The man in the high castle
|de Frank Spotniz, depuis 2015, ****
C’est un fait historique : la Seconde guerre mondiale s’est terminée quand les Allemands ont rasé Washington à coups de bombe atomique. Écrasés, les États-Unis ont été partitionnés, la moitié Est étant sous contrôle nazi tandis qu’un quart Ouest est occupé par les Japonais — avec une zone-tampon, neutre, entre les deux. Quinze ans plus tard, l’équilibre des forces bascule en faveur du « grand Reich », et les dignitaires allemands se partagent entre ceux qui souhaitent ouvrir une nouvelle guerre pour posséder tous les États-Unis et ceux qui souhaitent le statu quo et la coexistence pacifique, dans un État vaguement déstabilisé par l’âge d’Hitler ; quant aux Japonais, certains veulent collaborer avec les pacifistes allemands, d’autres jugent ce comportement comme une trahison. Et des deux côtés, les autorités sont aux prises avec des résistants, qui font circuler des copies de films montrant une étrange réalité alternative, liés au mystérieux « maître du haut château ».
L’uchronie peut être un exercice intéressant, que la plupart des auteurs utilisent pour monter une « réalité parallèle » dystopique. Cette adaptation du Maître du haut château de Philip K. Dick (que je n’ai pas lu) n’échappe pas à la règle : côté allemand comme côté japonais, les Américains sont sous des bottes totalitaires plus ou moins marquées, et la zone libre est un far west sans foi ni loi.

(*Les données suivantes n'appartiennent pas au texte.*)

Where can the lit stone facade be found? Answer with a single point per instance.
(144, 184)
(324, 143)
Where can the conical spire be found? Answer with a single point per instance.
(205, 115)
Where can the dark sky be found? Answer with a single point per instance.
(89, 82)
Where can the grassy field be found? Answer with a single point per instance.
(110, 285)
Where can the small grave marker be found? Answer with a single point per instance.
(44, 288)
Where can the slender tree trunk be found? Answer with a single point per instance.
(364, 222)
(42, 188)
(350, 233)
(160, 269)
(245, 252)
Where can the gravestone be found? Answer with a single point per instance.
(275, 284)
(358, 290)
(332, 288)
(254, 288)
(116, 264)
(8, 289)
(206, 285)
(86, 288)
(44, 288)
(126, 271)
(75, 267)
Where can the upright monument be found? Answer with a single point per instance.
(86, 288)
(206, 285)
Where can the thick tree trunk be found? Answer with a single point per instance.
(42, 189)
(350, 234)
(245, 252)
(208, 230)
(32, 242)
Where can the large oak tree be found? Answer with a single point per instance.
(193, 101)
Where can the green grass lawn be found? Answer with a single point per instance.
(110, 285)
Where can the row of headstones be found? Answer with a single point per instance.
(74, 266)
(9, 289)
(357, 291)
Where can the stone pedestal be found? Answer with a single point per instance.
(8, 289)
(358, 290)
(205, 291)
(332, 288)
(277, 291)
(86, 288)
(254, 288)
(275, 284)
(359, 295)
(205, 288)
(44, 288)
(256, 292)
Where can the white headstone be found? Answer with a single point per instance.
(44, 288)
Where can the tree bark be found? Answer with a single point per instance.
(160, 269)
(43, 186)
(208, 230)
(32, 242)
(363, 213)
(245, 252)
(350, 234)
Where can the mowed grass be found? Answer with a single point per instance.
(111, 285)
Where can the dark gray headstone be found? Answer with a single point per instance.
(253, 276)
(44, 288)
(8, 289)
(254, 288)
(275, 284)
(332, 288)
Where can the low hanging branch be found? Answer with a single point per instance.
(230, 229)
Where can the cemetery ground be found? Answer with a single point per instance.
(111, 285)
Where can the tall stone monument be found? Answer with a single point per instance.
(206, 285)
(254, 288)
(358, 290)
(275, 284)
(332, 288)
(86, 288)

Mais la plupart des uchronies se distinguent des « simples » dystopies par leur richesse narrative : comme dans la « vraie » histoire, il y a souvent un nombre élevé d’intervenants et de sous-intrigues plus ou moins complexes menant à des résultats divers.
C’est le cas ici, la narration mêlant tranquillement les histoires d’une femme aspirée accidentellement dans le transport des films, d’un ouvrier dont une partie de la famille est juive, d’une petite frappe enrôlée par les nazis pour infiltrer la résistance, mais aussi d’officiels japonais et allemands — ministres, militaires de haut rang, diplomates ou chefs de la police secrète… C’est complexe, très varié, et ça prend l’occupation, l’histoire, la Loi, les drames et les espoirs des uns et des autres sous une multitude d’angles différents.
Si le scénario est foisonnant et captivant, la série souffre un peu sur le plan technique. La photo est assez ordinaire en dehors d’une poignée de plans un peu soignés, les acteurs sont très inégaux (Evans et Kleintank ont la personnalité de moules séparées de leurs frites, au contraire de Sewell et Tagawa qu’on avait pas vus aussi bons depuis très longtemps), et surtout il y a cette aberration absolue : les Japonais et les Allemands qui, après les politesses d’usage dans leur langue, se tapent toutes les conversations en anglais même quand ils sont entre eux !
Pas de quoi abîmer l’intérêt pour cette œuvre passionnante, heureusement : son scénario et la façon dont ses nœuds se serrent et se défont sont extrêmement réussis, et l’ambiance lourde et menaçante imprègne efficacement le spectateur. C’est juste qu’avec des acteurs du niveau supérieur, on aurait frôlé la perfection.